In [1]:
list_pkgs <- c("plyr", "dplyr", "tidyr", "readr", "car", "lme4", "lmerTest", "ggplot2", "cowplot")
new_pkgs <- list_pkgs[!(list_pkgs %in% installed.packages()[,"Package"])]
if(length(new_pkgs) > 0){ install.packages(new_pkgs) }
library(plyr)
library(dplyr)
library(tidyr)
library(readr)
library(car)
library(lme4)
library(lmerTest)
library(ggplot2)
library(cowplot)
Move on to an F3 population and look at the importance of population stratification.
An F3 is created by random mating of F2 individuals. F2 individuals are genetically different from each other, so the F3 generation typically has family structure (sets of siblings sharing the same parents). This phenomenon is generally called population stratification. It is important because individuals with correlated phenotypes have correlated genotypes due to relatedness. Treating them as independent leads to a form of pseudoreplication.
We can start by running the null model for a set of simulated markers to see how the analysis performs with a true null hypothesis. Do we get the right number of false positives?
We can also try to run this model by randomizing either genotypes and phenotypes, while ignoring the structure of the population (so we ignore family). Do we get the same significance results?

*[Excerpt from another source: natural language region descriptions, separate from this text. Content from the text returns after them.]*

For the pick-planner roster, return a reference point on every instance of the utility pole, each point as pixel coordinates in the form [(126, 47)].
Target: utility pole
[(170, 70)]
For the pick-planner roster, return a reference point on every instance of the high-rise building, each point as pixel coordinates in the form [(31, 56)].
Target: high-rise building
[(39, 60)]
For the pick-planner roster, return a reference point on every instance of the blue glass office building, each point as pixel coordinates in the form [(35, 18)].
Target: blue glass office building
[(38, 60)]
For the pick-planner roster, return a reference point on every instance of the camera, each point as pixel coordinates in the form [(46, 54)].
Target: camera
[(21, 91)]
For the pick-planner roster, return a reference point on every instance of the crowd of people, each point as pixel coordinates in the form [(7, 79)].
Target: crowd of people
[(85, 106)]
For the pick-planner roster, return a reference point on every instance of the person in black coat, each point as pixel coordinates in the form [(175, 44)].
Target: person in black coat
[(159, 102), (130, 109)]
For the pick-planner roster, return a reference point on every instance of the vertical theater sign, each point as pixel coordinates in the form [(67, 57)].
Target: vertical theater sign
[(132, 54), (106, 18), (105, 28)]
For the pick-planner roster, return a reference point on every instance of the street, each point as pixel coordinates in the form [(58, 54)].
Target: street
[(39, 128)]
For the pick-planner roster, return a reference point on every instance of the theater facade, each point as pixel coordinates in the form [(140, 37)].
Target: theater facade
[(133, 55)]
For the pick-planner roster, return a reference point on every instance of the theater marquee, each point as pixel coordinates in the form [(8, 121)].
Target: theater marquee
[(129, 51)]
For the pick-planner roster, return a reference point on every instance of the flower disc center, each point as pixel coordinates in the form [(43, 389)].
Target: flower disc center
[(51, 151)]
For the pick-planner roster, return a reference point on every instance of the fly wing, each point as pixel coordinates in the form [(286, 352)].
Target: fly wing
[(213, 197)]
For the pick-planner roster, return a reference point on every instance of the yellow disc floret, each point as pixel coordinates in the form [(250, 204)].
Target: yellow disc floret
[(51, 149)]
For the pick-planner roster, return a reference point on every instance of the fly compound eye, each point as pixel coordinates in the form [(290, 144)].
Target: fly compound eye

We can account for the influence of population stratification by including a random effect term that accounts for family. This is basically the same as running the variance component model, so we are fitting the family variance component as a random effect while fitting the fixed effect of a locus. This same approach could be done in a more complex population by using an animal model to fit the family variance component.
We can now go back and run the null model with simulated markers and look at how including the family covariance parameter changes the behaviour of the model.
We can also use this mixed model to simultaneously estimate QTL effects and family variance components, which is a simple version of the structure of a model that is now widely used for mapping loci in natural populations (including for human association studies)
We can also look at whether a locus is pleiotropic and affects multiple traits.
An F3 population has more recombination, which means you get higher resolution, but your model is more complex
In [2]:
f3_data = read_csv("./F3 geno pheno with QTL effect.csv")
f3_data
In [3]:
f3_data %>%
gather(trait, value, Trait2a:Trait3b) %>%
ggplot(aes(trait, value)) + geom_violin() + geom_jitter(width = 0.1, alpha = 0.1)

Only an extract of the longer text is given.